It used to be SQL Server Data Services. Then SQL Data Services. Then we started hearing about SQL Services, and now (I hope finally), we have Microsoft SQL Azure instead of SQL Services, and the Microsoft SQL Azure Database instead of SQL Data Services.
I think this is a sensible move. For a while now, whenever refer to SQL Services, I have to make it clear that it’s not the Windows Services that run SQL on your server, but that it’s the “in the cloud” offering that Microsoft are bringing out. Now, I can talk about SQL Azure, and it’s very clear what it means. And SQL Azure Database is clear too, as opposed to whatever will come, like (and I’m predicting here, haven’t heard anything) SQL Azure Analytics or SQL Azure Reporting.

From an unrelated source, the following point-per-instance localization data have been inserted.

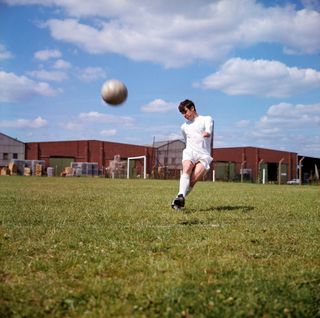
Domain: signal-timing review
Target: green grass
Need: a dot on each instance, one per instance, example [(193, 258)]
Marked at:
[(97, 247)]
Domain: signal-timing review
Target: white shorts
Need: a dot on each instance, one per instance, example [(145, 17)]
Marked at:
[(195, 157)]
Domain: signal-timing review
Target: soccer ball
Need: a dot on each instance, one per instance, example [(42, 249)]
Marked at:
[(114, 92)]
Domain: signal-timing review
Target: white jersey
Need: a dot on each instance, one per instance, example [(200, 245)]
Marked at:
[(192, 132)]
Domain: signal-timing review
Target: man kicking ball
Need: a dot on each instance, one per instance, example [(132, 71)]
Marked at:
[(196, 157)]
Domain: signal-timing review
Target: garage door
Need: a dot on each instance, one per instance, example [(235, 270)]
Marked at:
[(59, 164)]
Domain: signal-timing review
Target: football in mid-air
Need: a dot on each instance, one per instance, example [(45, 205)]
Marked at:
[(114, 92)]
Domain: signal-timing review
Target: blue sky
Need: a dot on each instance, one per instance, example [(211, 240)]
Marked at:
[(254, 66)]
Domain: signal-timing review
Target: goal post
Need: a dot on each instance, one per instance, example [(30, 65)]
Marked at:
[(132, 159)]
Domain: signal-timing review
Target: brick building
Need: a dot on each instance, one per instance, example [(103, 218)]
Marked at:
[(254, 164)]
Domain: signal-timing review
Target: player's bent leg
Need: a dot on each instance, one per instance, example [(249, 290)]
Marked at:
[(184, 185), (198, 172)]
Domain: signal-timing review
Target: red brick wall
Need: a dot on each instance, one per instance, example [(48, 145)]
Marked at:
[(253, 155), (101, 152)]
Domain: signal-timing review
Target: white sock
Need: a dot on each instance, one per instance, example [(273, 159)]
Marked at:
[(189, 190), (184, 184)]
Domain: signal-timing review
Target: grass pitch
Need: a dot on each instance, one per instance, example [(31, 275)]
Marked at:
[(94, 247)]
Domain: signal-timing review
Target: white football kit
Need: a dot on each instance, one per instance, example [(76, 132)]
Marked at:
[(198, 148)]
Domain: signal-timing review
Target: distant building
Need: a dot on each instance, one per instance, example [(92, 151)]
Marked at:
[(255, 164), (10, 148), (163, 159)]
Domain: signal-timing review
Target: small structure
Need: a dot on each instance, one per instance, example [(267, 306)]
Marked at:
[(10, 148)]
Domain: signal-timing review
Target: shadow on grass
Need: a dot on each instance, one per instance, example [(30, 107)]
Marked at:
[(222, 208)]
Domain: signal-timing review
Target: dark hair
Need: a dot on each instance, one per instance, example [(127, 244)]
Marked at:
[(186, 104)]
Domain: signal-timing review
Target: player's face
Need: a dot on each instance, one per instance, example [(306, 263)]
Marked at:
[(189, 114)]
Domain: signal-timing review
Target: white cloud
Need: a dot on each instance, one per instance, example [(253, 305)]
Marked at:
[(62, 65), (91, 73), (261, 77), (158, 106), (175, 35), (243, 123), (4, 53), (288, 116), (283, 126), (96, 117), (56, 76), (45, 55), (14, 88), (24, 123)]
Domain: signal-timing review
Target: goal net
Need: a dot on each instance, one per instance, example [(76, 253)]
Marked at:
[(137, 167)]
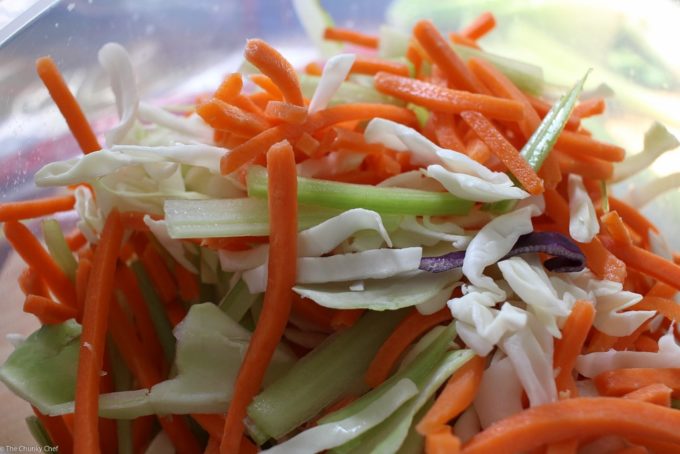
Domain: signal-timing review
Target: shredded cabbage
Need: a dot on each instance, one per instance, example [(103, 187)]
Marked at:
[(583, 223)]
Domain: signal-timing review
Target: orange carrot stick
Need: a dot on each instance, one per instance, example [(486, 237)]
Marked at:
[(17, 211), (408, 330), (345, 318), (30, 249), (223, 116), (48, 312), (442, 441), (67, 104), (283, 111), (147, 375), (277, 300), (444, 99), (623, 381), (350, 36), (372, 65), (615, 227), (577, 418), (265, 83), (273, 64), (645, 262), (456, 396), (93, 337), (504, 150), (568, 348), (657, 393), (441, 54), (229, 88), (590, 107), (479, 27)]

This is definitely a positive move, and should hopefully help people realise that this is not the same as SQL Server, help them approach their SQL Azure platform slightly differently to their On-Premise equivalent.

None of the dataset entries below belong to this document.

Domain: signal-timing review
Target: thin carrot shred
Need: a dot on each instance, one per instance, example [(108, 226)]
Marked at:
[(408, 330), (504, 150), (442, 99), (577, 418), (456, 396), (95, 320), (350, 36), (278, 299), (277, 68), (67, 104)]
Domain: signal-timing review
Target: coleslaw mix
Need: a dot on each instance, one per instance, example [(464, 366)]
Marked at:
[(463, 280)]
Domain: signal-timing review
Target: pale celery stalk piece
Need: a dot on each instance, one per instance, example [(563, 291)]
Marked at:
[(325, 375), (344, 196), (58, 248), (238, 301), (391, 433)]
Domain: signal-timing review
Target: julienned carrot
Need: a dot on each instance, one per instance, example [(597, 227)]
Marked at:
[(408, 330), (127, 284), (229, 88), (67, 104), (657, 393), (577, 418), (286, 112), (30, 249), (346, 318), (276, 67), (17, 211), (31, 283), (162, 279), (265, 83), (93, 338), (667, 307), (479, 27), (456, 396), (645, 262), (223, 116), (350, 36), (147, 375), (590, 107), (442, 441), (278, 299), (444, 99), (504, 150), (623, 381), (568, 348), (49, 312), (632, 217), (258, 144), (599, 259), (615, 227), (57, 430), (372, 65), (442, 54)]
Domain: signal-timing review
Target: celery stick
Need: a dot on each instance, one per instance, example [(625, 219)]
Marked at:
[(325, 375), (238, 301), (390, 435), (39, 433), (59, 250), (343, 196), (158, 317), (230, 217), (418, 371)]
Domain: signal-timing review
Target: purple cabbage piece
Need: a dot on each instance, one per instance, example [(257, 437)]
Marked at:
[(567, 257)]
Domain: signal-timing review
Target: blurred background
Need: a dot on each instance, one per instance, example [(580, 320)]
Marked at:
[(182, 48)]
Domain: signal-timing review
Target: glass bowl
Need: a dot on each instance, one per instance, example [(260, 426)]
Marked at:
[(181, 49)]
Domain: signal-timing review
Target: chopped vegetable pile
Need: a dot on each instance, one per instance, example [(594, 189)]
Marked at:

For example… At the moment, the SQL Azure Database platform is limited in size. I hope it will soon be unlimited, but for the time being there is a limit which will affect development decisions. If your database suddenly needs to store a lot more data than you expected, you may need to hurriedly work out how you’re going to handle this. But I think having a name which reflects the Azure nature will prompt developers into making this decision earlier.
I’m looking forward to getting my hands on SQL Azure, and seeing how my job will change because of it.